Central Michigan University too offers many opportunities for lifelong learning and creates an environment where students of all ages can interact. Through the Senior Citizen Audit Program at CMU, Michigan residents age 60 or older can attend on-campus undergraduate courses at no cost. Intermingling senior citizens with traditional-age undergraduate college students leads to more diverse and more enriching classroom experiences for all parties.

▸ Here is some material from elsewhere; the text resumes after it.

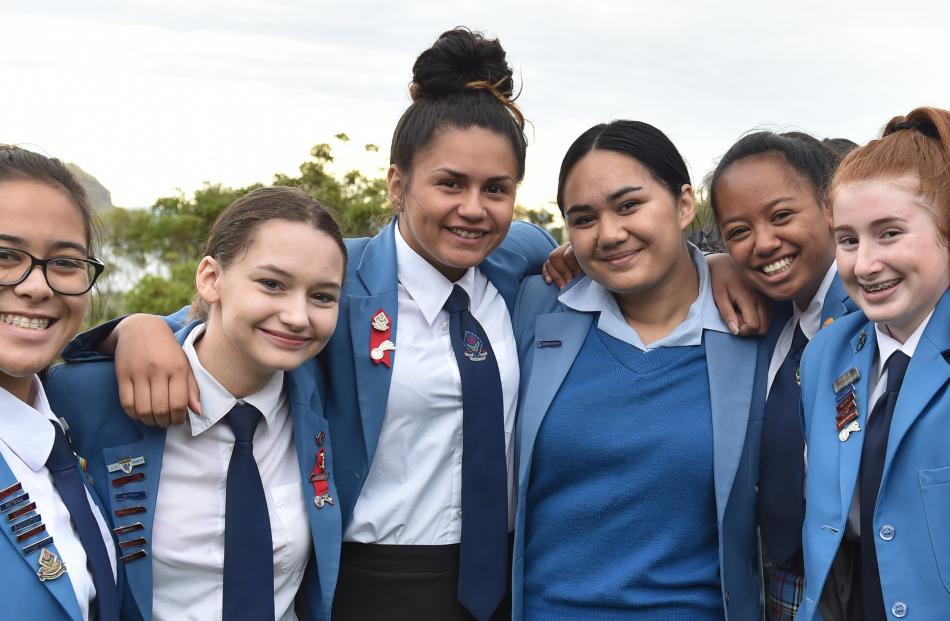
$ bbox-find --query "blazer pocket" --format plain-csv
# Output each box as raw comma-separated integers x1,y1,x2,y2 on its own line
917,466,950,591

“Anytime we can add diversity to a classroom it allows students to learn from one another,” said Jody Hassen, CMU’s executive director of operations for enrollment and student services. “It’s not just that younger students are learning from older students, older students are learning from younger students as well.”

MMC offers classes on topics as diverse as herbal medicine and basic dog training to fall prevention and tax-free investing. The classes are free or at reduced cost.

“It provides them with opportunities to learn and opportunities to learn about subjects that they are dedicated to and interested in,” said Scott Mertes, the vice president of community outreach and advancement at MMC.

A sign which reads ‘Be a fruit loop in a world filled with cheerios’ exemplifies Sue Bergeson’s outlook on life. Bergeson ­– who lives with her two dogs in a little pink cottage overlooking Gray Lake – joined the MMC lifelong learning program in 2018. Bergesen has worn many hats in her lifetime. She’s a mental health advocate, cancer survivor, and world traveler. She stumbled upon her newest passion when she enrolled in an artistic welding class at MMC.

“I was definitely looking for ways to meet people and ways to connect to the community and try something different. I’ve done a lot of things in my life and I thought ‘this is crazy and so different and why don’t I try?’,” said Bergeson. “Immediately I was totally hooked.”

Bergeson loved the class so much that she took it again in 2019 and is currently enrolled in it for the third time. She also took a retirement planning class at MMC and is planning to take a bird watching class this spring. 

Pieces from her artistic welding collection include a pig with wings, bird sculpture, yard decorations, and tables all made from scrap metal. She has even sold pieces at several art fairs, yet she welds only for the purpose of making things that make her smile.

“I think that when we’re curious and trying new things it opens up our lives in a way that you don’t expect and brings lot of happiness and joy,” says Bergeson. “You gain confidence, you meet new people and it helps you think differently.”